]> git.ipfire.org Git - thirdparty/kernel/linux.git/commitdiff
sched/ext: Fold balance_scx() into pick_task_scx()
authorPeter Zijlstra <peterz@infradead.org>
Wed, 1 Oct 2025 18:41:36 +0000 (20:41 +0200)
committerPeter Zijlstra <peterz@infradead.org>
Thu, 16 Oct 2025 09:13:55 +0000 (11:13 +0200)
With pick_task() having an rf argument, it is possible to do the
lock-break there, get rid of the weird balance/pick_task hack.

Signed-off-by: Peter Zijlstra (Intel) <peterz@infradead.org>
Acked-by: Tejun Heo <tj@kernel.org>
kernel/sched/core.c
kernel/sched/ext.c
kernel/sched/sched.h

index a75d45680f9cea1cafede19768a1cf1660f4c0bb..096e8d03d85e77b5c213fafea4789a6db67e32cc 100644 (file)
@@ -5845,19 +5845,6 @@ static void prev_balance(struct rq *rq, struct task_struct *prev,
        const struct sched_class *start_class = prev->sched_class;
        const struct sched_class *class;
 
-#ifdef CONFIG_SCHED_CLASS_EXT
-       /*
-        * SCX requires a balance() call before every pick_task() including when
-        * waking up from SCHED_IDLE. If @start_class is below SCX, start from
-        * SCX instead. Also, set a flag to detect missing balance() call.
-        */
-       if (scx_enabled()) {
-               rq->scx.flags |= SCX_RQ_BAL_PENDING;
-               if (sched_class_above(&ext_sched_class, start_class))
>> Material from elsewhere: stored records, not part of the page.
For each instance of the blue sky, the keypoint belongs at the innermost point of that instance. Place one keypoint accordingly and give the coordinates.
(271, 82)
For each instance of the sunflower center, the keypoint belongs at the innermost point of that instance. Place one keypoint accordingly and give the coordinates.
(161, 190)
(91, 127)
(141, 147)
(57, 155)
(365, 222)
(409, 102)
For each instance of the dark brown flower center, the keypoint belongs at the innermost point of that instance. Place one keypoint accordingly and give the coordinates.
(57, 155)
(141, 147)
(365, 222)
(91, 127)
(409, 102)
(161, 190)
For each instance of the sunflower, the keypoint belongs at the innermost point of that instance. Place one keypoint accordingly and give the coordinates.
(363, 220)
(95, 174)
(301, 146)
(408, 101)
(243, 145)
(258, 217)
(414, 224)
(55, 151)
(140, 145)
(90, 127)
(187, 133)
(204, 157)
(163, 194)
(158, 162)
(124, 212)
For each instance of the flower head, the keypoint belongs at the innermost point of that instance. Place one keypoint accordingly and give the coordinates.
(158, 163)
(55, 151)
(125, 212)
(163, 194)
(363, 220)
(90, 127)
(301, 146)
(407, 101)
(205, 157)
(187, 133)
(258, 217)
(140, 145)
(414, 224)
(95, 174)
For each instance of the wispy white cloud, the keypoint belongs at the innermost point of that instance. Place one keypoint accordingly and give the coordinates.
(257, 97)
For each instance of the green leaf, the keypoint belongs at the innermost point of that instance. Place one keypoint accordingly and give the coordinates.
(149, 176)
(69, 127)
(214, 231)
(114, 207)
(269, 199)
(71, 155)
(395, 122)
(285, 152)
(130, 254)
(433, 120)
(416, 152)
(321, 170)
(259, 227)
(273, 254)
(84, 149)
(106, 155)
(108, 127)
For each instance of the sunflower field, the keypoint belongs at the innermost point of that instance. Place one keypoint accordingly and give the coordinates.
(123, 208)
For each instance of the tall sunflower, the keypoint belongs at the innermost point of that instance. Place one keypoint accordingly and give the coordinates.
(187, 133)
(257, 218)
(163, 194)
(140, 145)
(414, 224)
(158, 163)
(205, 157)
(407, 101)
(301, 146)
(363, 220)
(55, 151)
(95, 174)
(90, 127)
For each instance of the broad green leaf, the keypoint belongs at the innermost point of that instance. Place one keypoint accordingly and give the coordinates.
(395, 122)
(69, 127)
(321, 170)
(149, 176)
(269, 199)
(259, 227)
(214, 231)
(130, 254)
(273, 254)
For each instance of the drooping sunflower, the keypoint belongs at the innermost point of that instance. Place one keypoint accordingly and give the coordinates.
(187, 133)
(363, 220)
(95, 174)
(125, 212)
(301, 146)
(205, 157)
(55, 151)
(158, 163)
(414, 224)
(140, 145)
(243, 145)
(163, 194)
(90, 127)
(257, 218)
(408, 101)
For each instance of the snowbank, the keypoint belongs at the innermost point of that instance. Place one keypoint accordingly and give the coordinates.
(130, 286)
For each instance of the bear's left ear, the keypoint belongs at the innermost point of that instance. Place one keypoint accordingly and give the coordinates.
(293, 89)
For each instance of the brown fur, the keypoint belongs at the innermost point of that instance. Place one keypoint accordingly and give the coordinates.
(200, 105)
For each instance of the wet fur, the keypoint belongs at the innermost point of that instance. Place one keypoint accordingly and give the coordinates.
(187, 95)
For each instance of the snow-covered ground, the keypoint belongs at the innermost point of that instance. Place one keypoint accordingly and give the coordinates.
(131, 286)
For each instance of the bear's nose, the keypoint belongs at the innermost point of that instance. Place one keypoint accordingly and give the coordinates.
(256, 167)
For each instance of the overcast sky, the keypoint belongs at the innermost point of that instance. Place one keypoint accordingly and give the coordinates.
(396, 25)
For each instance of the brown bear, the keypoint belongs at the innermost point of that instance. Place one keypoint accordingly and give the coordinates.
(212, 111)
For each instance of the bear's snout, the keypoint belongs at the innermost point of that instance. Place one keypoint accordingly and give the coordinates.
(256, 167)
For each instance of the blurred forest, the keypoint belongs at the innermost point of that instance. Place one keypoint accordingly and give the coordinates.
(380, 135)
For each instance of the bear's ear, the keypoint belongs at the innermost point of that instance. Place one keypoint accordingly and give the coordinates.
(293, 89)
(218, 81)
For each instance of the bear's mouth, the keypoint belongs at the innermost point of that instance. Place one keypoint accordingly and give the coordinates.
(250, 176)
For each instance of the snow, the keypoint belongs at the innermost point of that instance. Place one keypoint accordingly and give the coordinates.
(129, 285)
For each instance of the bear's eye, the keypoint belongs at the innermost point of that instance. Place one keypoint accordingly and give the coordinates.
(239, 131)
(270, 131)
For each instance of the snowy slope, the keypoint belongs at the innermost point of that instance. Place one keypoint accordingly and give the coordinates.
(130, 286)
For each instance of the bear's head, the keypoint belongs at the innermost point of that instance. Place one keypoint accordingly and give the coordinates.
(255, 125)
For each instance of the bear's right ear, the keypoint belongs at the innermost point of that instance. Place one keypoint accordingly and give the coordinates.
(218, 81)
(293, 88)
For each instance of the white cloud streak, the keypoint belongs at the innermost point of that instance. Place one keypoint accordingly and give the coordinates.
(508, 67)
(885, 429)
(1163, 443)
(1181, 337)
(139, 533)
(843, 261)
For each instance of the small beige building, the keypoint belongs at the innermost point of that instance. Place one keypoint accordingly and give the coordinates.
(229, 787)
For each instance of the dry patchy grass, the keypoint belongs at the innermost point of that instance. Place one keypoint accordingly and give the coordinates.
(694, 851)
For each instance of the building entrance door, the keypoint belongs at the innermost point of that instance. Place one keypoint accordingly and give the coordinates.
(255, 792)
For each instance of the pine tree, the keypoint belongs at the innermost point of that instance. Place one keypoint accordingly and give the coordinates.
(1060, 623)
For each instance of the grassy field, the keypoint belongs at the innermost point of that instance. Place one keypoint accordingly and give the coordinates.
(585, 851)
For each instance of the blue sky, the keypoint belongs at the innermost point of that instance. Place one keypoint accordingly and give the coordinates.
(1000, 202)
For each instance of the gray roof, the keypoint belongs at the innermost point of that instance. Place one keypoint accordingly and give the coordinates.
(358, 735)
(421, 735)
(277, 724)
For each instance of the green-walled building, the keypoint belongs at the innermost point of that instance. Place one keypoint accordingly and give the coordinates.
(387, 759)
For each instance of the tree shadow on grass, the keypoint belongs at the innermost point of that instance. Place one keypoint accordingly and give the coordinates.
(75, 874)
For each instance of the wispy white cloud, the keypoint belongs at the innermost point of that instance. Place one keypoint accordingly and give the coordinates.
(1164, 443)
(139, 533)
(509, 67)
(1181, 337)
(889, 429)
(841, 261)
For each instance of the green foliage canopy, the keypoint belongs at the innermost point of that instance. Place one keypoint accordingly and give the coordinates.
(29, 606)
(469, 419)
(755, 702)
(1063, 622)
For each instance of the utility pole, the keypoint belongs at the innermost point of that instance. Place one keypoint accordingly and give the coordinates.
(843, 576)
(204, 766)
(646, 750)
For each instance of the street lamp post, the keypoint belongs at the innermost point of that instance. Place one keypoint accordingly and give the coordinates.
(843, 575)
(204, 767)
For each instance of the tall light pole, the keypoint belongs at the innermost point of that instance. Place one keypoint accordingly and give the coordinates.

-                       start_class = &ext_sched_class;
-       }
-#endif
-
        /*
         * We must do the balancing pass before put_prev_task(), such
         * that when we release the rq->lock the task is in the same
index dc743cac59cb0a3a79d49305ca3a66a4f51f7a2d..49f4a9e763486cf5f5dc6da25abd4d28497a2b90 100644 (file)
@@ -2013,7 +2013,7 @@ static int balance_one(struct rq *rq, struct task_struct *prev)
 
        lockdep_assert_rq_held(rq);
        rq->scx.flags |= SCX_RQ_IN_BALANCE;
-       rq->scx.flags &= ~(SCX_RQ_BAL_PENDING | SCX_RQ_BAL_KEEP);
+       rq->scx.flags &= ~SCX_RQ_BAL_KEEP;
 
        if ((sch->ops.flags & SCX_OPS_HAS_CPU_PREEMPT) &&
            unlikely(rq->scx.cpu_released)) {
@@ -2119,40 +2119,6 @@ has_tasks:
        return true;
 }
 
-static int balance_scx(struct rq *rq, struct task_struct *prev,
-                      struct rq_flags *rf)
-{
-       int ret;
-
-       rq_unpin_lock(rq, rf);
-
-       ret = balance_one(rq, prev);
-
-#ifdef CONFIG_SCHED_SMT
-       /*
-        * When core-sched is enabled, this ops.balance() call will be followed
-        * by pick_task_scx() on this CPU and the SMT siblings. Balance the
-        * siblings too.
-        */
-       if (sched_core_enabled(rq)) {
-               const struct cpumask *smt_mask = cpu_smt_mask(cpu_of(rq));
-               int scpu;
-
-               for_each_cpu_andnot(scpu, smt_mask, cpumask_of(cpu_of(rq))) {
-                       struct rq *srq = cpu_rq(scpu);
-                       struct task_struct *sprev = srq->curr;
-
-                       WARN_ON_ONCE(__rq_lockp(rq) != __rq_lockp(srq));
-                       update_rq_clock(srq);
-                       balance_one(srq, sprev);
-               }
-       }
-#endif
-       rq_repin_lock(rq, rf);
-
-       return ret;
-}
-
 static void process_ddsp_deferred_locals(struct rq *rq)
 {
        struct task_struct *p;
@@ -2335,38 +2301,19 @@ static struct task_struct *first_local_task(struct rq *rq)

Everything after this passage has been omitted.